Le moteur & le village Concours pour le tribunal de grande instance de Lille

Rédigé par Richard SCOFFIER
Publié le 22/06/2018

Projets pour le Palais de Justice de Lille

Article paru dans d'A n°264

À Lille, OMA vient de remporter le concours pour le nouveau palais de Justice. Une proposition atypique et une occasion de s’interroger sur l’évolution et la place de cet équipement dans la ville.

Contrairement à ce que l’on pourrait penser, l’institution judiciaire a su prendre, au cours du temps, de multiples formes, comme un organisme vivant en perpétuelle mutation. L’histoire des lieux de justice à Lille en est un bon exemple. Ainsi, sous l’ancien régime, le tribunal n’occupait-il qu’une salle du palais Rihour, construit au XVe siècle pour Philippe le Bon, tandis que les exécutions capitales se mettaient en scène sur la Grand-Place. Un dispositif qui s’est modifié au XIXe siècle avec l’édification le long du canal de la Basse-Deûle d’une sévère construction néoclassique enchâssée entre deux prisons, celle des hommes et celle les femmes. Un dispositif architectural qui semblait prendre le relais des châtiments spectaculaires pour mieux inciter la population à ne pas enfreindre les lois régissant la communauté en développant une esthétique de la dissuasion.

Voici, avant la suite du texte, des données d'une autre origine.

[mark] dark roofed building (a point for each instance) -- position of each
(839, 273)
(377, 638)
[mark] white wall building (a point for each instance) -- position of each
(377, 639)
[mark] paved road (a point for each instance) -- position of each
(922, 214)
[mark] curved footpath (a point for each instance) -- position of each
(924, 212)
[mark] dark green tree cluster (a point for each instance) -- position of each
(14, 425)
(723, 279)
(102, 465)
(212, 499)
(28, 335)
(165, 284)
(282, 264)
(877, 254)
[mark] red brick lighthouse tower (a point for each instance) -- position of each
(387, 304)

La cité judiciaire construite par Jean Willerval en 1968 sur le même emplacement marquera un autre changement radical d’orientation. Cette fois, ce ne seront plus les peines de prison qui seront mises en exergue mais plutôt la procédure, le traitement des dossiers. Ainsi du long socle horizontal contenant les salles d’audience surgira une tour de bureaux où les affaires seront instruites avant d’être jugées. Une verticale qui transformera la silhouette de la ville et entrera en concurrence avec les clochers et les beffrois qui en composent le skyline.

Mais voici qu’à son tour cette construction atteint sa limite de péremption et risque, comme l’ancien palais de justice de Nantes, d’être condamnée à la transformation en hôtel de luxe. Et ce pour plusieurs raisons. D’abord, parce que l’instruction réclame des magistrats de recevoir prévenus et témoins pour les besoins de leurs enquêtes alors que les salles de cet édifice des années 1960 sont trop grandes et les bureaux trop petits pour cette étape désormais cruciale. Ensuite, parce que ces auditions demandent pour fonctionner correctement une séparation drastique des flux : victimes, accusés, témoins, magistrats. Enfin, parce que la révolution numérique rend inutile l’entassement des archives et permet une organisation du travail beaucoup plus fluide.

 

Flux séparés et communauté retrouvée

Aussi un nouveau concours a-t-il été lancé pour mettre le justiciable au cœur du dispositif et rendre compte de la nouvelle nature d’une institution qui cherche à se présenter non comme un organe de coercition et de répression mais comme un service auquel tout individu peut faire appel s’il se sent lésé.

Le futur tribunal de grande instance s’éloignera du centre-ville. Il se positionnera à l’emplacement d’un terrain de sport dans la ceinture verte où subsistent çà et là des vertiges des fortifications de Vauban. Pour marquer une entrée de ville mais surtout pour pousser le périphérique à se transformer en boulevard urbain opérant une couture entre la vieille ville et ses faubourgs. Tout en reliant, comme un nouveau ring viennois, les autres grands équipements dont la ville s’est dotée ces dernières années, notamment la gare TGV et le palais des congrès.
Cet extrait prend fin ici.